I searched for proctecting .net assemblies from spoofing and found this post very useful. However, I see a very clear contradiction in the post. In one point it is stated that strong name is not useful if the user is complicit:

But if the user is complicit in the spoofing (which would be the case if he is trying to cheat), then code signing will be no more than a speed bump and provides no real protection. Certainly, Strong Names don't provide protection comparable to e.g. PunkBuster.

And few lines later the writer states something completely in contrast:

Then, when you add a reference to your signed assembly, if someone tries to put a different assembly in with the same assembly name (not the fully qualified one, just the name without version, hash and public key) and same type name, the CLR fill fail when trying to load the type, indicating that it couldn't find it; the type is resolved using the fully-qualified assembly name, along with the namespace and type name.

So:

1) Is this a contradiction or I am loosing something? Is the writer in the first paragraph talking about the situation in which validating strong name was disabled and is not going to be re-enabled?

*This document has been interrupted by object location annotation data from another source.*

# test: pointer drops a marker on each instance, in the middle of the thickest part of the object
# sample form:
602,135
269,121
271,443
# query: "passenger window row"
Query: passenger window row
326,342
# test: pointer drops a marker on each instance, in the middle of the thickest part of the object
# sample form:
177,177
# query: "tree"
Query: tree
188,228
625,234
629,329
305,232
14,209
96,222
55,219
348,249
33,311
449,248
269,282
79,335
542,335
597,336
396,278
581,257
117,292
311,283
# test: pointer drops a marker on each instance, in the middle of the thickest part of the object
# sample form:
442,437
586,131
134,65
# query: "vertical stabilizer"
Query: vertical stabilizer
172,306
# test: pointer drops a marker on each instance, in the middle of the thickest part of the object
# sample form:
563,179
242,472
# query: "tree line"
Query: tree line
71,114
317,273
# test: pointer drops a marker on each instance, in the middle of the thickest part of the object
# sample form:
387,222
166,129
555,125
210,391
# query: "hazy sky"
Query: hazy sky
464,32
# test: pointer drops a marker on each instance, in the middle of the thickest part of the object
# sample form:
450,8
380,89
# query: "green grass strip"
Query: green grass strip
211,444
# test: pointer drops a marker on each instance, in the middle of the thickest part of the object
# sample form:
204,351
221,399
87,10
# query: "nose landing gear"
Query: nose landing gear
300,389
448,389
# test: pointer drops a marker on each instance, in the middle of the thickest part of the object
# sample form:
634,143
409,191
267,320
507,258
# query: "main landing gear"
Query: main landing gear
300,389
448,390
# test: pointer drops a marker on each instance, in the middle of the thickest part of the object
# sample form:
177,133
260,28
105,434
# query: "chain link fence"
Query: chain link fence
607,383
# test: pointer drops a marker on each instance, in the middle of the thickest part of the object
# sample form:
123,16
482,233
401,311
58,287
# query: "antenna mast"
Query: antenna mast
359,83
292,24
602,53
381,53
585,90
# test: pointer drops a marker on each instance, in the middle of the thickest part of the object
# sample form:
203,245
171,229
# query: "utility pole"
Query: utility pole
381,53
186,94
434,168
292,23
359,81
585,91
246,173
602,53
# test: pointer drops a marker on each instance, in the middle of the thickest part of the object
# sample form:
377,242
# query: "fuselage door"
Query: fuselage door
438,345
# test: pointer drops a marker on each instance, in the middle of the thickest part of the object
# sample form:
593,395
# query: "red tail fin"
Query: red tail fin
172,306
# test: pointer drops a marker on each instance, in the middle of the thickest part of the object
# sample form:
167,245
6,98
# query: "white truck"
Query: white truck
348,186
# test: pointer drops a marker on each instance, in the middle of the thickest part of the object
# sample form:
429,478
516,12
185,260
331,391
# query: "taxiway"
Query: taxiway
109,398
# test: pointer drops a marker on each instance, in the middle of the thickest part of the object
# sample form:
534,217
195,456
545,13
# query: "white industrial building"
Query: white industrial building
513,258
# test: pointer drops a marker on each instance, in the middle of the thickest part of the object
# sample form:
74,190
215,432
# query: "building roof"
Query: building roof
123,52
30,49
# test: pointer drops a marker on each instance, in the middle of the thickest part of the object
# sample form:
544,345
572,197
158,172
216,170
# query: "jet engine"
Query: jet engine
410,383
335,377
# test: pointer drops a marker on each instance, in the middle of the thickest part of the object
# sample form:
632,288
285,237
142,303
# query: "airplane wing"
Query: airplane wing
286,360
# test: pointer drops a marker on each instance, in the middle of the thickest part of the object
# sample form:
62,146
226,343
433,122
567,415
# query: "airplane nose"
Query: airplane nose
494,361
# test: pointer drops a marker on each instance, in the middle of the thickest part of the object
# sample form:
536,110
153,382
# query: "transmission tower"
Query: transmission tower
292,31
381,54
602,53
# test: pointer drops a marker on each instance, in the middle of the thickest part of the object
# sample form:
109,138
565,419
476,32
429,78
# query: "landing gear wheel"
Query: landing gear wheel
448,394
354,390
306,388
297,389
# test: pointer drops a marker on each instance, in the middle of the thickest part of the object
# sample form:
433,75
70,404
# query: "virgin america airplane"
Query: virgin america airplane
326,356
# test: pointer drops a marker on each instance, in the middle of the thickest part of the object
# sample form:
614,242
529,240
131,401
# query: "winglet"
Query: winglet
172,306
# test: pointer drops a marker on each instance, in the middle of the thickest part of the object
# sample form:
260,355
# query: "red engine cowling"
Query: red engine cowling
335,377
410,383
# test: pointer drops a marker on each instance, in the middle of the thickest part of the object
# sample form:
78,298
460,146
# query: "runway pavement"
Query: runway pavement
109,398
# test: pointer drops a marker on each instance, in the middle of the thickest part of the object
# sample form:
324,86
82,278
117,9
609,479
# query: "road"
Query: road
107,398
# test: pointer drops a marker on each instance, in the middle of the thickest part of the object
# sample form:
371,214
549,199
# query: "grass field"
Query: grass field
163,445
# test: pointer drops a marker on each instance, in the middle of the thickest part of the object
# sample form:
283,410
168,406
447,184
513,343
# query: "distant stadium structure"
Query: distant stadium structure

Moreover,surprisingly it is stated that:

If the attacker has the ability to modify the strong name of an assembly that you referenced, then they can just as easily modify your assembly and all others involved in the execution

2) How is it possible to modify a deployed assembly's (for example a DLL) strong name?

Upvotes: 3

Views: 223

Answers (1)

Iridium
Iridium

Reputation: 23721

There doesn't appear to be a contradiction here - the second quote indicates correctly that simply replacing the referenced assembly with another one containing types of the same name, has a different (or no) strong-name will fail because this assembly will not match the one indicated in the reference. Essentially, this is the system's way of protecting itself from modification not intended by the user.

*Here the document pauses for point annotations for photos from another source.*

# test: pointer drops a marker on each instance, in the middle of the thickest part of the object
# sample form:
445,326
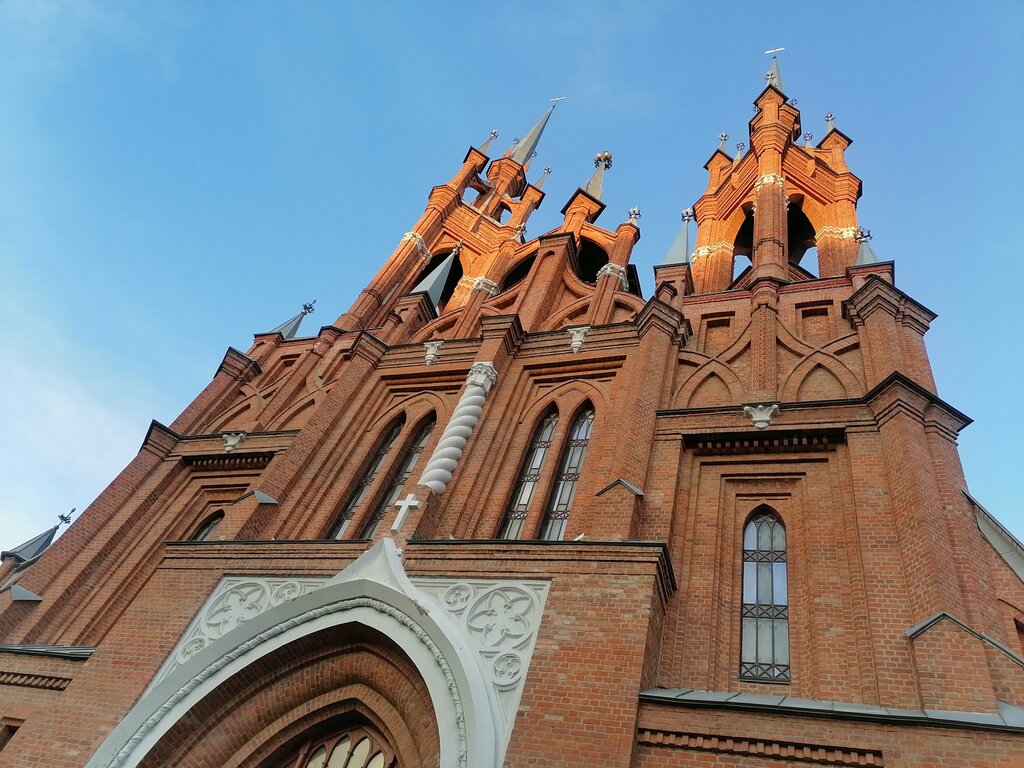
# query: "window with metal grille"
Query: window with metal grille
765,615
399,476
557,515
366,480
529,476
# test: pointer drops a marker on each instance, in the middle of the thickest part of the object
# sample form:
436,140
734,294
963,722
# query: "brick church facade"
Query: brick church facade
506,511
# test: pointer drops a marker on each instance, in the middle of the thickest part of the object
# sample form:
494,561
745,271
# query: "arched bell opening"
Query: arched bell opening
591,258
800,233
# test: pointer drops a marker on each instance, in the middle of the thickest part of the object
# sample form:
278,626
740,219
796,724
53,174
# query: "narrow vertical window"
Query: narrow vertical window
529,475
208,526
557,514
366,480
765,615
399,475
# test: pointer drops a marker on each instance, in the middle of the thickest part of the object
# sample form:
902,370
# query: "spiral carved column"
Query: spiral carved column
442,462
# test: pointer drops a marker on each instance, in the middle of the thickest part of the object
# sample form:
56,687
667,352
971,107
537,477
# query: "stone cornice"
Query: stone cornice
239,366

However, if the modification is intended (i.e. the user is complicit, per the first quote) then there are simple means to enable loading of a modified assembly, for example by disabling strong-name checks (which would allow an assembly with an invalid signature, say as a result of it having been modified) to still be loaded, or by changing the assembly reference itself.

In answer to your second question, whilst the standard assembly signing tool sn doesn't have an option to replace an assembly's strong name with another, it is certainly possible, and a brief search should find various tools capable of doing so. (In fact, it's easy enough to do it with a simple hex editor).